General Data Protection Regulation (GDPR)

Answer 49

A comprehensive data protection regulation in the European Union that applies to organizations that process the personal data of EU residents. GDPR mandates strict data protection requirements, including obtaining consent, providing notice, and implementing appropriate security measures to protect personal data.

Question 50

California Consumer Privacy Act (CCPA):

Answer 50

A data privacy law in California that grants consumers the right to know what personal information is being collected about them, the right to delete that information, and the right to opt out of the sale of their data.

Question 51

Personal Information Protection and Electronic Documents Act (PIPEDA)

Answer 51

PIPEDA is a Canadian federal privacy law governing private sector organizations’ collection, use, and disclosure of personal information during commercial activities. PIPEDA applies to organizations operating in Canada and those that collect, use, or disclose personal information about Canadian residents across provincial or national borders.

Question 52

Privacy Rule

Answer 52

Privacy Rule: Establishes standards for the use and disclosure of PHI (Protected Health Information) by covered entities and their business associates.
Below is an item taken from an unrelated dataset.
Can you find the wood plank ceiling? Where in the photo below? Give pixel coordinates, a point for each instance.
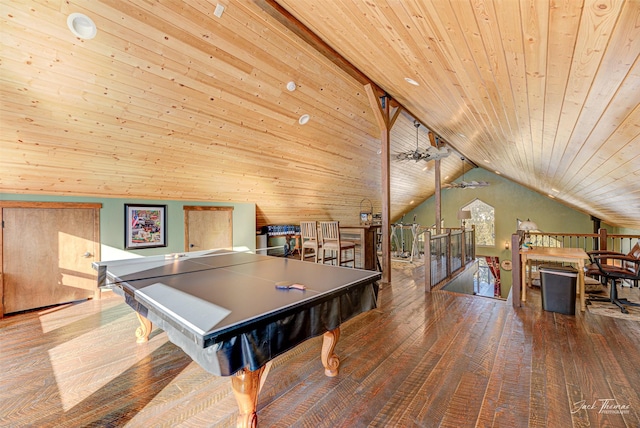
(170, 102)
The Privacy Rule grants patients rights to their health information, including the right to access, amend, and control who can access their PHI.

Question 53

Security Rule

Answer 53

Requires covered entities and their business associates to implement technical, physical, and administrative safeguards to protect electronic PHI (ePHI). This includes access controls, data encryption, and regular risk assessments.

Question 54

Health Insurance Portability and Accountability Act (HIPAA)

Answer 54

While primarily focused on healthcare data, HIPAA also includes provisions related to PII in the context of healthcare providers, insurers, and their business associates.